Cynthia and Irwin Goldman looking at a wild carrot (left) and domesticated carrot (right). Photo by Nicola Twilley.

This episode, we tell the story of how the carrot became orange—and how, hundreds of years earlier, it first became purple and yellow. In a tale that involves art history, farmers' markets, and antioxidants, Goldman and his colleague Philipp Simon unravel clues about the carrot's history, bust carrot myths, and preview the carrot of the future. Is one color better for your health than another? Can carrots really help you see in the dark? Finally, what the heck is a baby carrot, and how did they take over, to the point that they now represent 70 percent of all carrots eaten in the U.S.? We talk to Tiffany Rolfe, the women who stole Doritos' tactics to get baby carrots out of the vegetable drawers and into the snack zone. Listen in now for all these stories and more!
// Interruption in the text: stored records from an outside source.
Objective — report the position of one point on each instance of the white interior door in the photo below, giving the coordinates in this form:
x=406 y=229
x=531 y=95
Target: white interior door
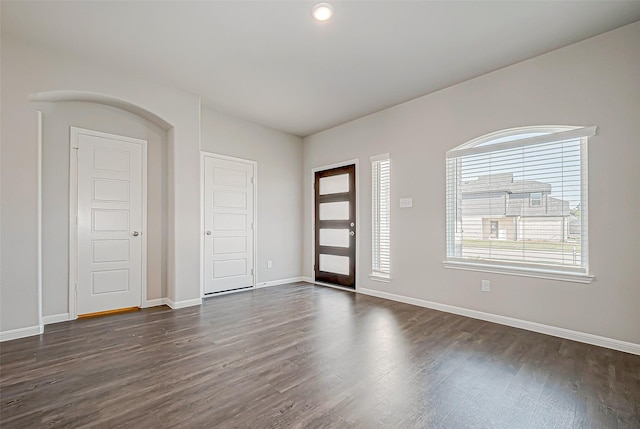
x=228 y=224
x=110 y=220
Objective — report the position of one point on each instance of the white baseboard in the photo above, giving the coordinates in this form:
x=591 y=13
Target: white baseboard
x=155 y=302
x=568 y=334
x=55 y=318
x=182 y=304
x=14 y=334
x=280 y=282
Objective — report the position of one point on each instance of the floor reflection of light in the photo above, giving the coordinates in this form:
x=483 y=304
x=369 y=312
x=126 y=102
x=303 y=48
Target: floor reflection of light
x=386 y=359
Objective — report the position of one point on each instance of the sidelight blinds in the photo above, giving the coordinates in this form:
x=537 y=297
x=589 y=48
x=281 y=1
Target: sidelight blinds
x=518 y=198
x=381 y=221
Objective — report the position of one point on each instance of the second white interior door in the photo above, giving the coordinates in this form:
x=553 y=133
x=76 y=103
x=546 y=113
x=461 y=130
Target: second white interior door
x=228 y=224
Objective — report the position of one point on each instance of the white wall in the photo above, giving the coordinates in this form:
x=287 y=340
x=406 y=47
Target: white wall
x=26 y=70
x=279 y=215
x=594 y=82
x=57 y=119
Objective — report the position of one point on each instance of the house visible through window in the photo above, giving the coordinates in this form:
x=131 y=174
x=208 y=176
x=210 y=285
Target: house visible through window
x=381 y=217
x=516 y=203
x=536 y=199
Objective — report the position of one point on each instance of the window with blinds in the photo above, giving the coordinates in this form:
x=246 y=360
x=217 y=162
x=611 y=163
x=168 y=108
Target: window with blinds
x=381 y=220
x=517 y=203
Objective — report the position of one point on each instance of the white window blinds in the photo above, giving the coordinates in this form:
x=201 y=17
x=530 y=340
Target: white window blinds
x=518 y=198
x=381 y=220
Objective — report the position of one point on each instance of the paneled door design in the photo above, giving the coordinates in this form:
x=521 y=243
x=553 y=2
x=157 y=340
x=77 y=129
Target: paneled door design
x=335 y=226
x=228 y=224
x=110 y=192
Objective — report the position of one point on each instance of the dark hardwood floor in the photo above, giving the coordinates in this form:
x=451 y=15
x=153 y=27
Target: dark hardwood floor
x=310 y=357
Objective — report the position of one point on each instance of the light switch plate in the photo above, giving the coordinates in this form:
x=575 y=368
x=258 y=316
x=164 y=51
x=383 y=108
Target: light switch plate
x=406 y=202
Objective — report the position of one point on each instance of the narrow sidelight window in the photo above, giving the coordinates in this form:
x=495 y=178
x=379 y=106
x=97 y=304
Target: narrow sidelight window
x=381 y=217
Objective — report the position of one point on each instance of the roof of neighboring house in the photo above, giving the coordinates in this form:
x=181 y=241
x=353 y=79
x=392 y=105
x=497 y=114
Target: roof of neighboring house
x=503 y=182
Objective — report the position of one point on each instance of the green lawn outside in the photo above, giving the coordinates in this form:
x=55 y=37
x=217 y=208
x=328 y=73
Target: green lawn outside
x=519 y=245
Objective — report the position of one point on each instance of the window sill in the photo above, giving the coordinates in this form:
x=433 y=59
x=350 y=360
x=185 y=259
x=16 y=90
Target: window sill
x=377 y=277
x=520 y=271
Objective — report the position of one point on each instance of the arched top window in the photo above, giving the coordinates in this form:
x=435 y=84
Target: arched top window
x=517 y=203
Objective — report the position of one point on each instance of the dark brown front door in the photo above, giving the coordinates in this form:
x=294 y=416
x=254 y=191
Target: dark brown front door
x=335 y=226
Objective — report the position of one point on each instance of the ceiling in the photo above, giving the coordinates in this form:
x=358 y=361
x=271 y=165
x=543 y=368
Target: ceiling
x=269 y=62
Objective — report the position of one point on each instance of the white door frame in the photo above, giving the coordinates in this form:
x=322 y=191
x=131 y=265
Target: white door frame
x=74 y=132
x=313 y=221
x=203 y=156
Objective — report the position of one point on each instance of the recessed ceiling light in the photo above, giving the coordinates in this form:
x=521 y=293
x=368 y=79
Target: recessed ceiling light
x=322 y=11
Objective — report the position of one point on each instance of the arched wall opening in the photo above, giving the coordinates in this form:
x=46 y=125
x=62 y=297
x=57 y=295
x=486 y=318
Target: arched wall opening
x=61 y=110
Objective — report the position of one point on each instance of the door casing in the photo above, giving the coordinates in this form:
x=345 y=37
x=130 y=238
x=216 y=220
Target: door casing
x=313 y=226
x=73 y=213
x=203 y=156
Elements of the CPG "Eat 'Em Like Junk Food" campaign for baby carrots.

Episode Notes

Irwin Goldman

Irwin Goldman is a horticulturalist and vegetable breeder—he works on beets and onions as well as carrots—at the University of Wisconsin-Madison.

Philipp Simon

Philipp Simon is a USDA horticulturalist and carrot breeder based at the University of Wisconsin-Madison.


"Christ in the Home of Mary and Martha" by Pieter Aertsen, 1553, (oil on panel), Museum Boijmans Van Beuningen, Rotterdam, via the World Carrot Museum. This painting is one of the earliest depictions of an orange carrot in a work of art. Agronomist Otto Banga's original paper tracing the appearance of orange-colored carrots to The Netherlands can be found online here; this more recent paper advances the theory that orange carrots actually originated in southern Europe.

Tiffany Rolfe

Tiffany Rolfe is partner and chief creative officer at Co-collective. In 2011, as group creative director at Crispin Porter + Bogusky, she developed the "Eat 'Em Like Junk Food" campaign for baby carrots.